How to approach a sales tax audit

As state governments continue to deal with budget shortfalls, revenue agencies continue stepping up their efforts in raising revenue through sales tax audits. States have increased the size of their audit staff and are employing new technologies in their discovery efforts. Auto dealerships are not immune to selection and should know what to expect and how to prepare for an audit.

The first step in preparing for an audit is determining where and when the audit will be conducted. Audit notifications may indicate the date on which the auditor would like to begin examining purchase and sales records. If your records are in an off-site location or your day-to-day responsibilities do not allow for the extra time necessary to compile and organize your records, it is acceptable to propose a future date to the auditor. Do not allow a “surprise” audit. Also, if the audit is to be on-site, be sure to secure a location for the auditor to work away from business operations.

The second step in your preparations should be a self-review of records and procedures. A self-review should include the following:

  • Be sure your records include exemption certificates for any tax-exempt sales like sales of vehicle inventory to other dealerships. Begin requesting any missing certificates as soon as possible.
  • Review your sales records to determine if tax is properly collected on sales that are not exempt. Items used in auto repair that are purchased exempt should be detailed and taxed on the customer’s invoice. Are you collecting sales tax on items like towing and car washes if they are taxable in your state?
  • Assess your procedures for accounting for use tax on purchases. For example, are you self-assessing use tax on repair parts used internally? Do you make taxable purchases online from out of state vendors that do not charge your state’s tax? Your review should include purchases of tangible property as well as services like lawn care and intangibles like software.
  • Review sales tax returns filed during the audit period. Supporting documents should be available. Also, compare total sales on the sales tax returns to your federal income tax return. If they do not match, be prepared to explain why.
  • Identify any areas where you have overpaid sales or use tax. If you have paid tax on nontaxable transactions, your state may allow you to request a refund in conjunction with the audit. This reduces any assessed tax and also interest and penalties on that amount. Common areas to look for refunds are in parts that you paid tax on but resold to a customer or tax paid on purchases from a contractor that qualify as nontaxable real property improvements. You should let the auditor know upfront that you have identified these purchases and intend to claim a refund.

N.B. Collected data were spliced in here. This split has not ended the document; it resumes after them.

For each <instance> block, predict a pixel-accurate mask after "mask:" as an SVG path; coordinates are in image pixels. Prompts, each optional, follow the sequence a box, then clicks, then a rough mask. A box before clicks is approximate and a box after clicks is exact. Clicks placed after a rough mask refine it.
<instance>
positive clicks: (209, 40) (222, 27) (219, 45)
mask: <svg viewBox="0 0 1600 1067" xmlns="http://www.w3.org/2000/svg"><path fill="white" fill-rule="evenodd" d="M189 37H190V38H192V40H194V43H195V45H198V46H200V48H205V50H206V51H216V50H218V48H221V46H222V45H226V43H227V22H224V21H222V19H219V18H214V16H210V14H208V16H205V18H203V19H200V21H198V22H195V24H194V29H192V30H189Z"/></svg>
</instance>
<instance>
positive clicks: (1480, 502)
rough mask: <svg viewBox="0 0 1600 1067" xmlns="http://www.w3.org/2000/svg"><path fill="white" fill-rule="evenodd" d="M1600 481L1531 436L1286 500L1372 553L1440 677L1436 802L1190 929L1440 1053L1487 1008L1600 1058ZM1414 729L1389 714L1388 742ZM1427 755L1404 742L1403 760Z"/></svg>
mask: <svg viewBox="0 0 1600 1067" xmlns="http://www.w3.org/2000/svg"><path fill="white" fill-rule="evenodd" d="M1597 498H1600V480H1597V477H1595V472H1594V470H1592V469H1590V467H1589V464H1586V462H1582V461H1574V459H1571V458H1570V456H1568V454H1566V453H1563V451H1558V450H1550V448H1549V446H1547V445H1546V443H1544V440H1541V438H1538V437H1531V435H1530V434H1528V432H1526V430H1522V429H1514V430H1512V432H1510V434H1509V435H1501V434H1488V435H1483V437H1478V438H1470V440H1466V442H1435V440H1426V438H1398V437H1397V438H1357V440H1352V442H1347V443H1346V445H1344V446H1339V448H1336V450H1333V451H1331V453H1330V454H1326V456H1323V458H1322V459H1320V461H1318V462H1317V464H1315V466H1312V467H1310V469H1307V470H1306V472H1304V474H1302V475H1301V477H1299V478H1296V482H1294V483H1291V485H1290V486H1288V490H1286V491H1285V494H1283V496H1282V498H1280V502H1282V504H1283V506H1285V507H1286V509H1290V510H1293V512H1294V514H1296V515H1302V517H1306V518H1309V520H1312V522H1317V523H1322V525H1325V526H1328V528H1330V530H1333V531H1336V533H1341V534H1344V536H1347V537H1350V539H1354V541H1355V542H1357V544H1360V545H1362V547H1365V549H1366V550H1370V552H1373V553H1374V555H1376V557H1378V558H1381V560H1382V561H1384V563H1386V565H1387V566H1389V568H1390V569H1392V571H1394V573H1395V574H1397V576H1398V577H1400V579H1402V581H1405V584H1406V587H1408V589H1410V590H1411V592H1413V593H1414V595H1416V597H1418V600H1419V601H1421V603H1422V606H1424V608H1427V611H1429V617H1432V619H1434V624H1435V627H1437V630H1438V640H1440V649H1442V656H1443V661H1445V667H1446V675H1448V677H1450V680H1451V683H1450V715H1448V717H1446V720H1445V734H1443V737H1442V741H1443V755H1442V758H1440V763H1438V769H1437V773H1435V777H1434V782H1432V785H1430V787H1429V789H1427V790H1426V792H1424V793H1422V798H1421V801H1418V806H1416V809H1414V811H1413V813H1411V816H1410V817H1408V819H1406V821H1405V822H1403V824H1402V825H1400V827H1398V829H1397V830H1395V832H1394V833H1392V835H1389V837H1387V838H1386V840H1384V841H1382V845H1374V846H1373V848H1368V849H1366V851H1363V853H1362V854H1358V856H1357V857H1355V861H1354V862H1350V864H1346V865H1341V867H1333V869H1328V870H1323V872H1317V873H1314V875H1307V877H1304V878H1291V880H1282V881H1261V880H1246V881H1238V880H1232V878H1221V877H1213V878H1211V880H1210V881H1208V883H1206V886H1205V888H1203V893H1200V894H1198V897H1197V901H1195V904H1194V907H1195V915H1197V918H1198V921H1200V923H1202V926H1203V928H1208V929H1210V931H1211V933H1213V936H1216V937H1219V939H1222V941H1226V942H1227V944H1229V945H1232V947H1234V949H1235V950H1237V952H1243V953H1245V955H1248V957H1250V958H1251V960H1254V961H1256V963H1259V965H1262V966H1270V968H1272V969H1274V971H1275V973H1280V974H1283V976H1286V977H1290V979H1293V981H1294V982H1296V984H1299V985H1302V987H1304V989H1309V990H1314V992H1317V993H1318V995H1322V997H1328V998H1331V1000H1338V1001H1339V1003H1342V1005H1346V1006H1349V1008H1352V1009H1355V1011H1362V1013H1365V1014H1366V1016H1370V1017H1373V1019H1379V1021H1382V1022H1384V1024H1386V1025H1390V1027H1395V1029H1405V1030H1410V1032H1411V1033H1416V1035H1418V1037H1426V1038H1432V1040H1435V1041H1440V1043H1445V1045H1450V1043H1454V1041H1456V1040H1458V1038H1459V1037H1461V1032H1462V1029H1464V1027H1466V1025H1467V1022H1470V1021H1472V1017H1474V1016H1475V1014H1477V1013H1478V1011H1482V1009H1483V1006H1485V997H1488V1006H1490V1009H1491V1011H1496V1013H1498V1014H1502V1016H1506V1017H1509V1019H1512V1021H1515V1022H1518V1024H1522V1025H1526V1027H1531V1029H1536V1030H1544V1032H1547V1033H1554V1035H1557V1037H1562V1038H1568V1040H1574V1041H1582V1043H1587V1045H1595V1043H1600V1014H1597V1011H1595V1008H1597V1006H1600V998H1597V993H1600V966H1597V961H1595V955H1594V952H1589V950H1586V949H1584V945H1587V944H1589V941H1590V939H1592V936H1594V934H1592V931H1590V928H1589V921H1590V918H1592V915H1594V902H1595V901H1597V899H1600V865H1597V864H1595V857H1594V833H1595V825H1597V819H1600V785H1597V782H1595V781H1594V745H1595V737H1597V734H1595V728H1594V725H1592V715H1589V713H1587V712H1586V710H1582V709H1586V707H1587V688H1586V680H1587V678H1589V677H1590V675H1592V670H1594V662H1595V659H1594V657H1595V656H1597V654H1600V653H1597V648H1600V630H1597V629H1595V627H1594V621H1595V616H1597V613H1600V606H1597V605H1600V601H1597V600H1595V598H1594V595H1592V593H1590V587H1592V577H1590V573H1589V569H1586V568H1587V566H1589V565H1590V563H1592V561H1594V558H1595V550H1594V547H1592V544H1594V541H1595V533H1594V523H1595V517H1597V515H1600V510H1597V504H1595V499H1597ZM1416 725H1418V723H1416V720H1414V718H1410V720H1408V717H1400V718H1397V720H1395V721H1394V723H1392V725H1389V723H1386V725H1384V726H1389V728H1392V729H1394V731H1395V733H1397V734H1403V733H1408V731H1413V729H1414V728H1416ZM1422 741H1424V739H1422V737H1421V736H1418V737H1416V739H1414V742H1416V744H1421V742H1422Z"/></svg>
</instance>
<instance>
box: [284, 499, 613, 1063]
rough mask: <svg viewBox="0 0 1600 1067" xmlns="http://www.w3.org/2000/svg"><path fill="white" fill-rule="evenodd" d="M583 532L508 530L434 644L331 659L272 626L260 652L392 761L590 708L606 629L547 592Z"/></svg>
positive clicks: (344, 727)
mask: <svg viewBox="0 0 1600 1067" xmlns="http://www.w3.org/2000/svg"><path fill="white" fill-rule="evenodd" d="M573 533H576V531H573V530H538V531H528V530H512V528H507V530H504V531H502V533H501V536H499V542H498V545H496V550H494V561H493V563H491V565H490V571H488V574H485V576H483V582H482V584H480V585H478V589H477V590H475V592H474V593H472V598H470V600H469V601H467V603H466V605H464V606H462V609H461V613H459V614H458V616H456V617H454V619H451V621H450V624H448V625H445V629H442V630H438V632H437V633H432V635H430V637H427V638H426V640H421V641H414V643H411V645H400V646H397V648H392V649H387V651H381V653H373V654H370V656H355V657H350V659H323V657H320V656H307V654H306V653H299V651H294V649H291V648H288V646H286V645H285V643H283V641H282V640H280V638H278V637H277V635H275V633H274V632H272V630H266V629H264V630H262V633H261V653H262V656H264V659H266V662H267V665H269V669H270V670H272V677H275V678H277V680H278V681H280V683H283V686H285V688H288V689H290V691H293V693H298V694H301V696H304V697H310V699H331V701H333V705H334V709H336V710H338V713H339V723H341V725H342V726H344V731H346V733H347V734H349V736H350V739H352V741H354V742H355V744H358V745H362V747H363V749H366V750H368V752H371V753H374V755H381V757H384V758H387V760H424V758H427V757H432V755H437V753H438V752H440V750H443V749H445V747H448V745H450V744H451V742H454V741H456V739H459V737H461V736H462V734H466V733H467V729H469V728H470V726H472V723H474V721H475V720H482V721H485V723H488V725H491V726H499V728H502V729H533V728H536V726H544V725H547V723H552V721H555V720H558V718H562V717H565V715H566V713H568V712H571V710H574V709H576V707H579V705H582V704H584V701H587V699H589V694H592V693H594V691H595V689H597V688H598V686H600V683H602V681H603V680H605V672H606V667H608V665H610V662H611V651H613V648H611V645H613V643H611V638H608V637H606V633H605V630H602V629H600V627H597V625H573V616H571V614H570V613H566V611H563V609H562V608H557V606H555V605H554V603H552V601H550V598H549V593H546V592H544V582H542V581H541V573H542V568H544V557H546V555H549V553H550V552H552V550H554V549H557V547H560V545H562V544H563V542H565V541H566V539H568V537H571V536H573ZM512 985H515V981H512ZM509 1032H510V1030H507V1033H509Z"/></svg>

Lastly, be ready to play defense. Do not assume all questioned sales and purchases are taxable. Familiarize yourself with your states regulations in the dealership area and if you feel a questioned item should not be assessed, challenge it. Also, understand any sampling techniques employed by the auditor and be sure samples used are representative of your operations. If you have not experienced a sales tax audit before, are unfamiliar with your state’s regulations, or you have identified significant problem areas in your self-review, you may want to consider engaging a tax advisor to assist in your defense.